For me, one of the first things would be writing more seriously. Over the past six months, I’ve been publishing weekly on Substack, and it’s become one of the most meaningful parts of my routine. If I had a year off, I’d use that space to go deeper, maybe even begin shaping the threads of a book.
I’d also travel with more intention. Earlier this year, I spent time living in Germany, and I got a taste of what it feels like to wander, to explore for no reason other than curiosity. That freedom is something I’d want to experience again, not as a quick escape but as a way of living.
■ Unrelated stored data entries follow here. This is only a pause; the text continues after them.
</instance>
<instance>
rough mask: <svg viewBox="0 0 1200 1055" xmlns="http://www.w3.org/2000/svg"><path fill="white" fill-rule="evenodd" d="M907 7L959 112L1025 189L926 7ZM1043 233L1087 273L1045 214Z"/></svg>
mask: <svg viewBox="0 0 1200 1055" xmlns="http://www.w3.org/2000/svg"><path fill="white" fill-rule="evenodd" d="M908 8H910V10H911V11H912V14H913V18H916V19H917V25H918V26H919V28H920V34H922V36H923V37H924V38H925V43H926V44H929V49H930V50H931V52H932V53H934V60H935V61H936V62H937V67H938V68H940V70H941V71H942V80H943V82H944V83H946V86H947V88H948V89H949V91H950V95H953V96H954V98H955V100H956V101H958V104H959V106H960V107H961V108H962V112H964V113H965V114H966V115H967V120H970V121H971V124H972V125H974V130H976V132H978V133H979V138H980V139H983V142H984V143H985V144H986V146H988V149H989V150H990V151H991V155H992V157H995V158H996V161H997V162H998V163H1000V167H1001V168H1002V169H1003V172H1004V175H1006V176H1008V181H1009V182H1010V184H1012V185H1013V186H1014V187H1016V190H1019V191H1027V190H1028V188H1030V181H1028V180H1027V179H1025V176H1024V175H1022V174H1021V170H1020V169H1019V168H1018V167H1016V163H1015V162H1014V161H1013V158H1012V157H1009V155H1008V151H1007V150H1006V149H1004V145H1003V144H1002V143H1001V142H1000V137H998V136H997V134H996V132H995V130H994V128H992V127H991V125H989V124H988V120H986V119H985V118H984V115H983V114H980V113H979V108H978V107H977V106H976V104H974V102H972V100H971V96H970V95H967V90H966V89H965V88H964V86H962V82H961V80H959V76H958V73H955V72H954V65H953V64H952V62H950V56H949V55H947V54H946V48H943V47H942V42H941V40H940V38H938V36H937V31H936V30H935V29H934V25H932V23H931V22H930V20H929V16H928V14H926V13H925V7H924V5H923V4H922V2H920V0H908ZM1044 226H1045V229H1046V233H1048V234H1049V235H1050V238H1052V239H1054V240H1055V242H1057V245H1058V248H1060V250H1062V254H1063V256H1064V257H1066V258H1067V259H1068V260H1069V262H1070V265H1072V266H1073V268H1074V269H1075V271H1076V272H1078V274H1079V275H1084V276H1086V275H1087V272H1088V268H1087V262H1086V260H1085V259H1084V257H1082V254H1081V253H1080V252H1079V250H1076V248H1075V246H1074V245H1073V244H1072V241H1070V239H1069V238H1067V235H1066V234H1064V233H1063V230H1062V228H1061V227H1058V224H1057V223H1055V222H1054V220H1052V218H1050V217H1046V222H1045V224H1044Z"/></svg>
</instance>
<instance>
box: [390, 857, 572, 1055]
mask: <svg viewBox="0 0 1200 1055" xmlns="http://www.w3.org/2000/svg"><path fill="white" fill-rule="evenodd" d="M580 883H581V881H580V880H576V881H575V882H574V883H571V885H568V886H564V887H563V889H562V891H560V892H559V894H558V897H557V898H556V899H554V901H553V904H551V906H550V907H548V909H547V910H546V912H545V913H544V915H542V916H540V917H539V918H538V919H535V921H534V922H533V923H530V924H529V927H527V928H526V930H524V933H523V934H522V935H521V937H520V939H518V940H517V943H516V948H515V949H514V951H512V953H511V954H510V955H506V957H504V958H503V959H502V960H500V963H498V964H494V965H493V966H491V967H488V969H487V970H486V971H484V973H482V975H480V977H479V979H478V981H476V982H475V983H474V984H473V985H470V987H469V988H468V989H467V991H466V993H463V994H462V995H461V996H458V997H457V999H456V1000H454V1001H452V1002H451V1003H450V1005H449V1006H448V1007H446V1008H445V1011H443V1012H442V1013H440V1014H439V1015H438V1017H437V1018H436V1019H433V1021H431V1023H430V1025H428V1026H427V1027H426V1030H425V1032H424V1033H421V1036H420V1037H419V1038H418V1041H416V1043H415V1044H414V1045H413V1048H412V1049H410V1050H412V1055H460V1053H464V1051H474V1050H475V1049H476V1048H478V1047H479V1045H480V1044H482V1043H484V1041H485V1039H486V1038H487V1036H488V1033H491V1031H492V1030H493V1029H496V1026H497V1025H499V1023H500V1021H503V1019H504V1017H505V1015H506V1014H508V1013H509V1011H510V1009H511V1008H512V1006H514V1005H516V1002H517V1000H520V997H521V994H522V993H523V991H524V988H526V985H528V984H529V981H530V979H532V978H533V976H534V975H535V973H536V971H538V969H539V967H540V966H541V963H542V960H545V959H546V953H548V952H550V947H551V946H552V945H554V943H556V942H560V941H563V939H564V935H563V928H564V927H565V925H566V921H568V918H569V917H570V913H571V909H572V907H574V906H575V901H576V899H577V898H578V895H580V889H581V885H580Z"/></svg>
And then there’s a dream my fiancée and I often talk about: opening a coffee shop and gym hybrid. A space built around fitness, community, and learning—a place where people could grow stronger together, whether that’s through workouts, conversations, or even classes on financial literacy. If I had a year, I’d want to start laying the groundwork for something like that.
So, ask yourself: What’s the idea, trip, or project you’ve been putting off that you’d finally start if time and money weren’t constraints?
DOUBLE DOWN
What already gives you energy that you’d pour more into if you weren’t stretched so thin?
For me, it’s fitness, exploring nature, writing, learning, and building community. These are the things that light me up already, even in the margins of a busy week. If I had the margin of a year off, I’d double down on them—more miles on the trail, more words on the page, more dinners with friends, more energy invested in connecting people.
The beauty of this bucket is that it doesn’t always require waiting for a year off. Sometimes doubling down simply means choosing to give more weight to the things that already align with your values today.
So, ask yourself: What are the practices, relationships, or passions that already give you life—and how could you double down on them now, not just someday?
The Script We’ve Been Given
When I was younger, I tied a lot of my identity to work and the prestige that came with it. But over time, I’ve realized something: a job is only one fraction of who you are. A whole life is built from relationships, health, creativity, community, and purpose. Work can support that life, but it can’t replace it.
So, here’s the question I’ll leave you with:
If you had a year, what would you Stop, Start, and Double Down on?
Because at the end of the day, the real measure isn’t your job title or your bank account. It’s whether you can put your head on the pillow at night knowing you actually lived the day, not just got through it.
See you next week.





This is so inspiring and relatable, you are definitely and inspiration for many
If I had a year off, I’d spend the very first minute figuring out how to earn online, so I could homeschool my son starting next year. I’d buy a small sailboat (because the next virus will come, no doubt) and turn our backs on the madness of the world. The ability to raise a sail at any moment isn’t just freedom. It’s responsibility and courage, too.
Because in a world that screams “authenticity,” most people still run crying the second things get ugly. That’s not where I want my son to grow up.
On a boat, physics teaches itself in the rigging. Biology comes alive in the fish we cut open. And languages and culture drift in with every new harbor.
That’s the future I’d prepare for if I had a year.